We’re off to Rock Ridge tomorrow for visit number three, and I thought before I collect more MAPS photos I should post what I had from Maplewood Bog earlier this week. It’s a nice break from packing, too, which is well underway. A few dozen boxes are already filled and stacked against the wall, awaiting the moving truck we’ve rented next week. It’s amazing how you can pack and pack and pack, though, and until you start moving the furniture out into the truck and emptying the space it still doesn’t look like you’ve accomplished very much.
The first half of the summer is predominantly comprised of adults that are either incubating or tending young in the nest. Beginning as you start approaching the end of June, though, you start to find recently fledged young and post-breeding adults moving about (I spoke in a bit more detail about that a couple of posts ago when discussing chickadees). At Maplewood earlier in the week we caught a family of American Robins. Above is dad, with his clean black hood and solid orange breast.
Mom is more subdued, with a dark gray hood, sometimes bordering on brownish, and her orange breast suffused with hoary fringes. This particular individual seems to have a fair amount of white on her throat and face, but I don’t think that’s sex-related.
And finally, the baby, sex unknown. Young robins show the spotted breasts typical of adults in most other thrush species. They also sport the thrushy shaft streaks on the feathers of their back and scapulae. In a month or two the baby, now an adolescent, will go through its puberty plumage change, moulting out a lot of its baby body feathers and replacing them with adult-looking teenage feathers. Although in the fall and winter it can be hard to tell the youngsters apart from their adult, sometimes you’ll see the teenagers have retained a couple of these streaky feathers on their shoulders.
Speaking of retaining teenage features, this Red-eyed Vireo had a distinctly brownish iris, which is a characteristic of young Red-eyes (compare to the adult in this post). Usually their eyes gradually turn red over the winter and by the time they come back as first-time breeders they’ve got eyes the same colour as the older birds. However, a very small percentage of Red-eyed Vireos may retain their brownish eyes through the spring and occasionally even into their first summer. An even smaller percentage may never get a red eye. Red-eyes can be tricky to age by other features so I wasn’t sure whether this was one of the small percentage or smaller percentage.
We caught a family of Song Sparrows late in the morning, in the same net with the baby chickadees. One adult (dad, if I remember correctly) with three youngsters in tow. This is one of the youngsters. Fledgling Song Sparrows look different from the adults, often with a golden wash that gives them a more diffused pattern. They also lack the central breast spot the adults have.
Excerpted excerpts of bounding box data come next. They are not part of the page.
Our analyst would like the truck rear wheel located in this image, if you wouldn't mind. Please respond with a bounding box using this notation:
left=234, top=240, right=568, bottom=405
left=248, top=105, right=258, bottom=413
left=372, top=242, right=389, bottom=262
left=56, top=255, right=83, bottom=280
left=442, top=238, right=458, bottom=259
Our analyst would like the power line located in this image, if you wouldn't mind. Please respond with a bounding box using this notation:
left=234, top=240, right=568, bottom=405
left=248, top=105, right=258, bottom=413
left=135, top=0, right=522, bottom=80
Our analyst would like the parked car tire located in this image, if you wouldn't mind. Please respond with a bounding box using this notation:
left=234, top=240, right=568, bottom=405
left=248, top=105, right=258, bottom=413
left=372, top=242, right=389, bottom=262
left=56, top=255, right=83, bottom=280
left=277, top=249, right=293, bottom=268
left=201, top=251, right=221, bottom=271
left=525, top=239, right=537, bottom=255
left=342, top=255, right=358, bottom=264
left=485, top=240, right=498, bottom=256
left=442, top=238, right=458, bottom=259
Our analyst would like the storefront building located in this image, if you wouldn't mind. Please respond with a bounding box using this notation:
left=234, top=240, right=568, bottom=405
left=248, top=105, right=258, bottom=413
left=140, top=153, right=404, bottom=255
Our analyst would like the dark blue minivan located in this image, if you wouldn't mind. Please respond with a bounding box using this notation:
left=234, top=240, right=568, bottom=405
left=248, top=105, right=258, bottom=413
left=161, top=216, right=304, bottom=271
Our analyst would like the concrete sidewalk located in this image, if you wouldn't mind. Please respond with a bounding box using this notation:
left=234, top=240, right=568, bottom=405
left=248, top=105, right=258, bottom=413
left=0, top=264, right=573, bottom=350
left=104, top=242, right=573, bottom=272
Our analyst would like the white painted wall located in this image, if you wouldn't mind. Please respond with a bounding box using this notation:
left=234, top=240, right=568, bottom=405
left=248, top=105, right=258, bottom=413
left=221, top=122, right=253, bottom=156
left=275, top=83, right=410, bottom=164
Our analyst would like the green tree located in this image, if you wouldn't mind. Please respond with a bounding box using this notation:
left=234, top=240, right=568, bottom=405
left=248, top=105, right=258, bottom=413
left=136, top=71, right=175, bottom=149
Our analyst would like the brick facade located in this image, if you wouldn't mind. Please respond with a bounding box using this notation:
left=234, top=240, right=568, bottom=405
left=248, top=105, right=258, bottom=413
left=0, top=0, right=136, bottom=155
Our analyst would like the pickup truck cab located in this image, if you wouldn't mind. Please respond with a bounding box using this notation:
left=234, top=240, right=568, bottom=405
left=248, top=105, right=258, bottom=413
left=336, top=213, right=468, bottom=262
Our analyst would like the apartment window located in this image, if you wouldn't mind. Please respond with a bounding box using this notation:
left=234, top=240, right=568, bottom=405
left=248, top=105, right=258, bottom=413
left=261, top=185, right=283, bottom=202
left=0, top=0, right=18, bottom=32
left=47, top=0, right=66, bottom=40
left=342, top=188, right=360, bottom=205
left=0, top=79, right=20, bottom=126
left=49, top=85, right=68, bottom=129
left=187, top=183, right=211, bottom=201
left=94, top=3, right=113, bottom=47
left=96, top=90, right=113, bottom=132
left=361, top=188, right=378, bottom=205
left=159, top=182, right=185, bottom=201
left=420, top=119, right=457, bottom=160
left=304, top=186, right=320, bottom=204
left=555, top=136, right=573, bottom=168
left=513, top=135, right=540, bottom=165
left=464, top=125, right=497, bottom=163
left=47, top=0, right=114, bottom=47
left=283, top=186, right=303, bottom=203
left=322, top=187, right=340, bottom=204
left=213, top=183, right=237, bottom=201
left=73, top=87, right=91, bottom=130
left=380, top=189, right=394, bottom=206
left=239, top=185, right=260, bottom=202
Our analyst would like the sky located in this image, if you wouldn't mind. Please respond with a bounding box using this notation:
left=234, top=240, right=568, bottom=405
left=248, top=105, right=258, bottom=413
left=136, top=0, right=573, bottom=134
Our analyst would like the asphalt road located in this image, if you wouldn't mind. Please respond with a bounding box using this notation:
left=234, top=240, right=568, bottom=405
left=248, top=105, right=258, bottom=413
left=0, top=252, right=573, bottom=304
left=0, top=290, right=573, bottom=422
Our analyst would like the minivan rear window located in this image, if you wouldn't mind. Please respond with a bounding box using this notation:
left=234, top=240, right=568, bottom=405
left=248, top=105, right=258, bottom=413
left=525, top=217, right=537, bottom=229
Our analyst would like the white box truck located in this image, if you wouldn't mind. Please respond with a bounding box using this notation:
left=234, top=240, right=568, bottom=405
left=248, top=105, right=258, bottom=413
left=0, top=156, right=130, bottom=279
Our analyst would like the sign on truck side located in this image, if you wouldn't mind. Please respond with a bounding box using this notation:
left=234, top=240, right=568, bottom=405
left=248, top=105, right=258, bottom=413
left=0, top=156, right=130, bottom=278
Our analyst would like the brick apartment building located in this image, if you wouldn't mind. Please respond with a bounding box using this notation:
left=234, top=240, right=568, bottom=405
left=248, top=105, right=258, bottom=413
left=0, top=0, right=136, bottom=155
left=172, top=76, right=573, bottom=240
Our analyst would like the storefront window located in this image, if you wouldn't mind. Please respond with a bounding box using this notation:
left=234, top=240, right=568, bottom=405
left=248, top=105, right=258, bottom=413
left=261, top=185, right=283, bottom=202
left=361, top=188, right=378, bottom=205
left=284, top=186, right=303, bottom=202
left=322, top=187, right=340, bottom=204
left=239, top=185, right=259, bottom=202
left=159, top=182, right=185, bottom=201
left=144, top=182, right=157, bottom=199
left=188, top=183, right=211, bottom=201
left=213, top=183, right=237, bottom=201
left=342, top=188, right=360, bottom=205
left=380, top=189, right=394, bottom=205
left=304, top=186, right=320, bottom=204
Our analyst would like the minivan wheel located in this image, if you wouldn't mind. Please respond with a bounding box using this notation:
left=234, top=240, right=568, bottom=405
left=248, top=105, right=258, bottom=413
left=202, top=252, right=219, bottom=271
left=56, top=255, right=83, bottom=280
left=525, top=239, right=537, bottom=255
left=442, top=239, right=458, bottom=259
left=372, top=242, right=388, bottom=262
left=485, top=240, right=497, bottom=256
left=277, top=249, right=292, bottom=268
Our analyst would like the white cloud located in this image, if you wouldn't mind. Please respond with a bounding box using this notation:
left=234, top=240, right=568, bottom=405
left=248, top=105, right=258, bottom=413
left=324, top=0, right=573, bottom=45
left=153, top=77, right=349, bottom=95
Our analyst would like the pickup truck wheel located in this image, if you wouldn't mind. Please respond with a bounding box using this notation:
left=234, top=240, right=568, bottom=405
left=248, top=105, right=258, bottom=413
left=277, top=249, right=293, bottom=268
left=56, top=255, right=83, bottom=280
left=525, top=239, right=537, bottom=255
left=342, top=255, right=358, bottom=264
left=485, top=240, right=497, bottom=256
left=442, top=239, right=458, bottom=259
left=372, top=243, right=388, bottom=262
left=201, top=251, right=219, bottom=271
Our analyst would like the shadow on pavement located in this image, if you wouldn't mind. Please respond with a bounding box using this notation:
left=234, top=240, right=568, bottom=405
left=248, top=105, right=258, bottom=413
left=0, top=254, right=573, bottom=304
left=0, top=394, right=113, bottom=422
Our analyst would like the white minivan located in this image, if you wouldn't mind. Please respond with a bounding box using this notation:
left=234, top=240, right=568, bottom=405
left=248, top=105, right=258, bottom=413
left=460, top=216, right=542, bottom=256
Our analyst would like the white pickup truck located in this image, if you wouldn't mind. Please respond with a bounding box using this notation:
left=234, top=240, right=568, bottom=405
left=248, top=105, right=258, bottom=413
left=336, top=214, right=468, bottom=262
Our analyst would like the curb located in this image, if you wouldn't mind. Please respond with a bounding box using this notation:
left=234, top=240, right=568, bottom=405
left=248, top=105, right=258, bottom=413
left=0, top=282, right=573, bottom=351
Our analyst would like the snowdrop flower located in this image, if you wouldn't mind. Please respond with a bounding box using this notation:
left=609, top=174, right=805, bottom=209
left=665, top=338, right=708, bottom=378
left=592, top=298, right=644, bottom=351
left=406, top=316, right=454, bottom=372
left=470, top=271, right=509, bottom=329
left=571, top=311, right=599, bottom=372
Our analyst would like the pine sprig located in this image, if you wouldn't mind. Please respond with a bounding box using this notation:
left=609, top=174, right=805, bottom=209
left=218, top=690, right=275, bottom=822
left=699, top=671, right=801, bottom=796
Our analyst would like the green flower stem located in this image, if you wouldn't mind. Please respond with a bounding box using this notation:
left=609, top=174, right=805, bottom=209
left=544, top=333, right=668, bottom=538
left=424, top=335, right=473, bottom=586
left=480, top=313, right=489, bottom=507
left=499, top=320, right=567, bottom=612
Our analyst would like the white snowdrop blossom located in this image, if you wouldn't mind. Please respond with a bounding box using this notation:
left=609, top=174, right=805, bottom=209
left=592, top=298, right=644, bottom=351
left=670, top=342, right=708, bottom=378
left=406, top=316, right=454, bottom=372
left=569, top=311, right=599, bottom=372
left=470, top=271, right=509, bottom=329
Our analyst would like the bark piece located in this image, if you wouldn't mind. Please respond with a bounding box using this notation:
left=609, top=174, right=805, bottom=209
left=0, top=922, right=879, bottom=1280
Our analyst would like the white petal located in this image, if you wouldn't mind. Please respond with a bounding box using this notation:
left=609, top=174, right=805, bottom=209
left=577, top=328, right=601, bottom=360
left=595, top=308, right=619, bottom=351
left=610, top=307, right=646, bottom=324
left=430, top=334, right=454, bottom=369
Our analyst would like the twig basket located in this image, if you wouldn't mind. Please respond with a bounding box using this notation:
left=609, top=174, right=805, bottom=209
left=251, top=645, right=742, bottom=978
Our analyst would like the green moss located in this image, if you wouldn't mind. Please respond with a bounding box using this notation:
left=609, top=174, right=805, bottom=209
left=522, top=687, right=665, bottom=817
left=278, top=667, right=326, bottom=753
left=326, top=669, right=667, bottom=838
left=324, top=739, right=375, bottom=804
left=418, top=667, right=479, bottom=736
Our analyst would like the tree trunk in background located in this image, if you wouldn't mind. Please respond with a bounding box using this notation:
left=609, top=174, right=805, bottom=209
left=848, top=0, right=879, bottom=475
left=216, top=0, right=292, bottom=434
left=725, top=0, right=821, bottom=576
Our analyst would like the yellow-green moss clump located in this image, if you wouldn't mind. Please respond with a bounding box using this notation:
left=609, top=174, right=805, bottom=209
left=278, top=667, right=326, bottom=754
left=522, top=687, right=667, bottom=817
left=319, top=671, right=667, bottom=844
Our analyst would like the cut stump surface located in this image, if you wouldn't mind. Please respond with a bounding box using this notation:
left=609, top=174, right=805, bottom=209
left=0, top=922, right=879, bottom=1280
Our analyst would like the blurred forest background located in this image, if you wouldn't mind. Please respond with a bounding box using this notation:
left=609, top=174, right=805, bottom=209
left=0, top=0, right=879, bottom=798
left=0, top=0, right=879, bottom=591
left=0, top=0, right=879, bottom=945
However, they do show some features the adults also have, such as that thick malar stripe (the dark moustache that comes down from the bill).
In the net with them was a fifth sparrow, which I initially mistook for another member of the family. However, this one was different – the malar stripe was indistinct, the breast streaks were thinner, it had a smaller bill and the facial structure was slightly different. It was, in fact, a fledgling Swamp Sparrow, now independent and on his own. There are Swamps in the bogs in the site, and I suspect that this youngster came out of a nest hidden down there in the willows and sphagnum moss.
That’s it for Maplewood – tomorrow, Rock Ridge, undoubtedly with plenty of surprises of its own!